Published data purportedly quantifies the extent of porch piracy. In a SafeWise survey of 1,000 Americans, 64.1% said they were package theft victims in 2021. More than 53% said they had multiple packages stolen during that time.
Stickle said, however, that package theft survey data is flawed because it is based on victims’ recollections. A consumer may have ordered such a large volume of packages that they may not remember if one or more was delivered, and they would automatically say it was stolen, he said.
Data integrity is also compromised by the retailer being unsure as to whether a package that was reported to be not delivered was stolen from a porch or was actually lost or misrouted in transit, Stickle said. States also lack the wherewithal to provide robust data sets on porch piracy.
“There are no good mechanisms today to discern how anything got lost,” Stickle said. Even Amazon with its deep and sophisticated analytics skills struggles with managing the problems, he said.
Porch thefts, like all types of cargo thefts, are underreported. Retailers don’t want to call attention to the issue and are fine with shipping a replacement item. Consumers, in turn, generally do not file police reports, finding an offer to replace the missing item an acceptable solution.
A collection of 67 porch piracy videos analyzed in 2019 by Stickle and his associates — the videos can be found on YouTube — found that, as expected, some porch thefts were pulled off by random juveniles riding their bicycles. However, others were more organized, with groups of thieves tracking consignments as they reach their destinations and are placed on porches, Stickle said.
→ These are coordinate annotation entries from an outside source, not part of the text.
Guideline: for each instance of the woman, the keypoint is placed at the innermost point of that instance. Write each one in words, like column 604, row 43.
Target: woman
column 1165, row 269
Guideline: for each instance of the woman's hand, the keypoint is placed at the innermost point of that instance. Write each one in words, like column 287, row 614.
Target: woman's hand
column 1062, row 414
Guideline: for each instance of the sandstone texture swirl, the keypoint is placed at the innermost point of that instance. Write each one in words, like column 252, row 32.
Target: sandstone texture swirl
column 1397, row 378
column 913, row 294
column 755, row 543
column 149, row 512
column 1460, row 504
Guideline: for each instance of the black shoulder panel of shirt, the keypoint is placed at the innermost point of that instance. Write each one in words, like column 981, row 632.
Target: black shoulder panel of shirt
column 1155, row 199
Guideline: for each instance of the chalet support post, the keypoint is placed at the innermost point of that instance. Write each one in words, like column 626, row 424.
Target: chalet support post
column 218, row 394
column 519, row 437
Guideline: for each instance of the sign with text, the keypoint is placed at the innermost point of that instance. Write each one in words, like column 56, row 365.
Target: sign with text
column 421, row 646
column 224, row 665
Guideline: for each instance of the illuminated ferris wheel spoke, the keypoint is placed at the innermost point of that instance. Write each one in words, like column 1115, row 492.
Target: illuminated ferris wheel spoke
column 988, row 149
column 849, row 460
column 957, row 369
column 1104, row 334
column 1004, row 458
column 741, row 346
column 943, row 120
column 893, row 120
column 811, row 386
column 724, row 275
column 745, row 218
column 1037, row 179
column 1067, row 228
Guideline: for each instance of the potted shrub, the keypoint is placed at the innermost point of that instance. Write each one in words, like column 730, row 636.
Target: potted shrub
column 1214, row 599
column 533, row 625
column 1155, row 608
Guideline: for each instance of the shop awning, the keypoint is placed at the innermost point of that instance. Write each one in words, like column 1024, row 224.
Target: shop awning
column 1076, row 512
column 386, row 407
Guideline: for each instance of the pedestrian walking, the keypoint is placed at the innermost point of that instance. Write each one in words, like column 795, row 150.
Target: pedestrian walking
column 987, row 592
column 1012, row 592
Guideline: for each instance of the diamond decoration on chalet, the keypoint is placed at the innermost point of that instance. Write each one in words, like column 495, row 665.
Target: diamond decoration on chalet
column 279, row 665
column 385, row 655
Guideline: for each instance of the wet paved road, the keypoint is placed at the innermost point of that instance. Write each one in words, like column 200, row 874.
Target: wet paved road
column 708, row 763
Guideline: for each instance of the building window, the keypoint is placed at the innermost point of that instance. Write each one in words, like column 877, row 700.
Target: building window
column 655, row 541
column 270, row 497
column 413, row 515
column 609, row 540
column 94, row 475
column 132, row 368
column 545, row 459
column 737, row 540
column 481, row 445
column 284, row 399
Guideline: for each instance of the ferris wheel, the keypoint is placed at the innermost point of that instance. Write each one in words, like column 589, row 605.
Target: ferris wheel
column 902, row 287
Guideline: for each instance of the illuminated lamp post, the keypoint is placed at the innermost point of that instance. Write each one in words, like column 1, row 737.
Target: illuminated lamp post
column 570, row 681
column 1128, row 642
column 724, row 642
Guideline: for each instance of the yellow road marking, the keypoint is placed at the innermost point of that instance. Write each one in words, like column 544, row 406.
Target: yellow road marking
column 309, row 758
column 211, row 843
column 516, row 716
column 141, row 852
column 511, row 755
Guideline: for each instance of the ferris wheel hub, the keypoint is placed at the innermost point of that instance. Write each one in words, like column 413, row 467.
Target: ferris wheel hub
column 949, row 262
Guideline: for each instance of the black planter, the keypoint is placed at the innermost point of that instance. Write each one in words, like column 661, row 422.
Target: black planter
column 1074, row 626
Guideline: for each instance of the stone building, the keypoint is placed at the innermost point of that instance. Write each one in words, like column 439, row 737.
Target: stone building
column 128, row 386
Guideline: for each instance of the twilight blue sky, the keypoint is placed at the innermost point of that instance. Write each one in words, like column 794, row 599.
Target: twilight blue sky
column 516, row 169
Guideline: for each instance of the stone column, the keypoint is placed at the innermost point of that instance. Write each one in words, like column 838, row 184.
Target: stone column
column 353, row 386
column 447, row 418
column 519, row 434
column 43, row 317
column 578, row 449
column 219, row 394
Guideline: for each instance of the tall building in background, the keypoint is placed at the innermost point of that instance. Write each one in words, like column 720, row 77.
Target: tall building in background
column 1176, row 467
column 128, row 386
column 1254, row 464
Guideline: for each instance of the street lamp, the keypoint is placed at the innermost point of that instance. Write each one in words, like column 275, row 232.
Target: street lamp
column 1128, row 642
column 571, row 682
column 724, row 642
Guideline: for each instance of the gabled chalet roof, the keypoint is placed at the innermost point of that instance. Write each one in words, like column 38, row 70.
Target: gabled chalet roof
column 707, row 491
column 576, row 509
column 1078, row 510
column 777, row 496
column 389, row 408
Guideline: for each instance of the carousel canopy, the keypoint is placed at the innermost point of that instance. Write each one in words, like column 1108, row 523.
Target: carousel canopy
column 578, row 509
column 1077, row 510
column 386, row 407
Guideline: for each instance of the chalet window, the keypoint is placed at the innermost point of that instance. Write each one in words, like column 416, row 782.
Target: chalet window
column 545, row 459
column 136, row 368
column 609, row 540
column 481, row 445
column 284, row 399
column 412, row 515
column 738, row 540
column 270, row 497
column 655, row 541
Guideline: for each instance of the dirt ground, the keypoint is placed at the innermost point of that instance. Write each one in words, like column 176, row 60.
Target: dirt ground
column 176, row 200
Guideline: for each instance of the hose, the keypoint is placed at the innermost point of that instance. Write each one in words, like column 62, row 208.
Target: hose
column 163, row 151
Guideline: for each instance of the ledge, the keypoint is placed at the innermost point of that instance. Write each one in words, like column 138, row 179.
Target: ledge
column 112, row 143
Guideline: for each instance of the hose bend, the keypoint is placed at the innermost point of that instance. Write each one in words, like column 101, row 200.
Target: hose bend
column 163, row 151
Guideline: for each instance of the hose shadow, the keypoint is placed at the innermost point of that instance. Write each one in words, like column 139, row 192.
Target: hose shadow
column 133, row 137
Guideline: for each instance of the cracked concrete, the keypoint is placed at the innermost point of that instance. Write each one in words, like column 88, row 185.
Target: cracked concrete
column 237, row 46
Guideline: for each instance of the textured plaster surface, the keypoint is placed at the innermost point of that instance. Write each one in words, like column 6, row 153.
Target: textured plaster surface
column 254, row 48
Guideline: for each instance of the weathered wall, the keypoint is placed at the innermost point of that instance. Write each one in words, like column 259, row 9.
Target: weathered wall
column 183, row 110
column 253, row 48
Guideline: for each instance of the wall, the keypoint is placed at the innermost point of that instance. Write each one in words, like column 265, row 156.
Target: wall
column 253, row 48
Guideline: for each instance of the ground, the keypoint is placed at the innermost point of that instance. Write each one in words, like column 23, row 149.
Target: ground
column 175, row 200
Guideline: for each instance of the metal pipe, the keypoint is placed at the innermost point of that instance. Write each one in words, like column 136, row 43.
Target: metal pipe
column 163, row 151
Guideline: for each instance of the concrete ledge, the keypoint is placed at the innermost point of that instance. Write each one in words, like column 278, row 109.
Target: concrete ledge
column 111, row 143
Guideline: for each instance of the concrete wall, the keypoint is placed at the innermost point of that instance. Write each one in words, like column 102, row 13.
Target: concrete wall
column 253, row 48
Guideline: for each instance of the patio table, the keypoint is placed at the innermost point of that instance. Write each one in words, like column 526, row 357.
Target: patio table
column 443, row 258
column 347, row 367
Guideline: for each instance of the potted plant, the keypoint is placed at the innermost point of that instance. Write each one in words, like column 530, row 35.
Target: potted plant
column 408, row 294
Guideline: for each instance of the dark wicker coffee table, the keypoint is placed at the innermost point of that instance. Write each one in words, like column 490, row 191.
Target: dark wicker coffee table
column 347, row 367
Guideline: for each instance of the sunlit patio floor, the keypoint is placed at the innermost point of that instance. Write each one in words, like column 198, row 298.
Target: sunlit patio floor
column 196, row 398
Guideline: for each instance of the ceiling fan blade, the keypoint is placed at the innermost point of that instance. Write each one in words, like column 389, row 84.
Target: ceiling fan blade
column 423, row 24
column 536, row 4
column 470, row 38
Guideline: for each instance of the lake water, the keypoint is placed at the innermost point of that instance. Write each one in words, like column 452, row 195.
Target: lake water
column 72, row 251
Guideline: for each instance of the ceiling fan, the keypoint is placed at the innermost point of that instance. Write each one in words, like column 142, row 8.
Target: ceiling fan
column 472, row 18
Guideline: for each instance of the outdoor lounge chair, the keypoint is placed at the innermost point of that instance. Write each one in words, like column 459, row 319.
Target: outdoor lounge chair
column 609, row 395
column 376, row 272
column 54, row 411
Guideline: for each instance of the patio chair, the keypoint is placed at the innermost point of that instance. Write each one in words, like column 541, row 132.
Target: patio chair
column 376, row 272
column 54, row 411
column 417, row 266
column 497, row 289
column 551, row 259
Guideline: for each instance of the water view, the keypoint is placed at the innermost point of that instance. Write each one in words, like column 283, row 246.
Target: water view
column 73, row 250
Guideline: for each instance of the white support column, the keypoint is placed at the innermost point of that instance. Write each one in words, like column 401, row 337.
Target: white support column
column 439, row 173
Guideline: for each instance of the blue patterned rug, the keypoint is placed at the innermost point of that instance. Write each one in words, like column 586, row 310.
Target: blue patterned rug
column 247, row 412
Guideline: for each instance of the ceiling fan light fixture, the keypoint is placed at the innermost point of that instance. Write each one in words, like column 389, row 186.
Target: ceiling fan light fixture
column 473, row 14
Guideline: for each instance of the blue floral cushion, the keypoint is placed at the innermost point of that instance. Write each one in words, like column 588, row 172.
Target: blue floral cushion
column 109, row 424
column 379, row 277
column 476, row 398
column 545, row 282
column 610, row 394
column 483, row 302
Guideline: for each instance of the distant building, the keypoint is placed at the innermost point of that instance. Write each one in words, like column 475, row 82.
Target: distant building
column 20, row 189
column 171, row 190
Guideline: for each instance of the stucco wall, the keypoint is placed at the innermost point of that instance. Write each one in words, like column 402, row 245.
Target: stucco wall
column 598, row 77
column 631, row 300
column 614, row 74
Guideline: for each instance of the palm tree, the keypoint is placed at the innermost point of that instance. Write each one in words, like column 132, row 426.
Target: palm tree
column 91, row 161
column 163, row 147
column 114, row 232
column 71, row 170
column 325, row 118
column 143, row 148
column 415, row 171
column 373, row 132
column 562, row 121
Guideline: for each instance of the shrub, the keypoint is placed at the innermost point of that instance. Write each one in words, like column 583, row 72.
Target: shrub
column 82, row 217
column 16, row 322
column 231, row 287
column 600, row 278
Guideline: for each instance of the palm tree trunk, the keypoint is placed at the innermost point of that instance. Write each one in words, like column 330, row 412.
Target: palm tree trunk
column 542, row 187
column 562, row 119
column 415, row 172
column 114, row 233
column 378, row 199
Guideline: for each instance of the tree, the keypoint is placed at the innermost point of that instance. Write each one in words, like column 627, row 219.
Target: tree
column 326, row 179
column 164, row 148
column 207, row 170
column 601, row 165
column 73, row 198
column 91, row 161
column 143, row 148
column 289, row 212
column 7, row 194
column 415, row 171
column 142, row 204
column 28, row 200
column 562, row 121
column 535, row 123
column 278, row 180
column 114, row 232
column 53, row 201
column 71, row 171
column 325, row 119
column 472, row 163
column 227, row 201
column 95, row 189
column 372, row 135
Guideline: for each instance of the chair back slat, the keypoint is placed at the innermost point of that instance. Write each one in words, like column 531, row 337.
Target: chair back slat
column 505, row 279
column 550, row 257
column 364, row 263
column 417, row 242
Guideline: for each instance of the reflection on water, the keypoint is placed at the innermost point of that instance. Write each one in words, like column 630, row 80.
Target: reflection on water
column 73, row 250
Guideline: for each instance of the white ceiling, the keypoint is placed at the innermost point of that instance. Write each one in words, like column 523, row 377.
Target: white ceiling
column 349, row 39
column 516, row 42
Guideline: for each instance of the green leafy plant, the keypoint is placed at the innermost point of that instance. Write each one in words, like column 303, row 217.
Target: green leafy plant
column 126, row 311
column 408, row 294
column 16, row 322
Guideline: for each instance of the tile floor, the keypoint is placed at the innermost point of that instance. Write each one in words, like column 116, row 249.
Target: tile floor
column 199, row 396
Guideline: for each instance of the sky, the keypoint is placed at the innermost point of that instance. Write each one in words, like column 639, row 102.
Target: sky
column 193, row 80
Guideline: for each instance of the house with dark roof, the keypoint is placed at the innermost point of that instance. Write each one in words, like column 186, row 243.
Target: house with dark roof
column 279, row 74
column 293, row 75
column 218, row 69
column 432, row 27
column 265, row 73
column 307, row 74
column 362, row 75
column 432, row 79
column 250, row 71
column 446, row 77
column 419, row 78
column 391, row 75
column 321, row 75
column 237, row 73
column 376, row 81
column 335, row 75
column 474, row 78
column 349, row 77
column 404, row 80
As for what motivates porch pirates, Stickle surmised that “pure adrenaline” is behind many of the cases.
Porch piracy isn’t going away. It is a low-skill endeavor, and more online shopping means more deliveries, and more incidents. However, shippers, retailers and carriers are engaged in a holistic effort to take on the problem, underscoring the urgency in curbing a practice that is more common than anyone knows, bleeds out billions of dollars and fosters ill will with the consumer.
Stickle recalls that when big-box retailing became mainstream, there was little attention paid to loss prevention despite the ease with which goods could be pilfered from a cavernous facility. It wasn’t until retailers began to notice the surprisingly substantial cost of theft that they began taking concrete steps to address the problem. A similar trend, he said, is likely to evolve with porch piracy.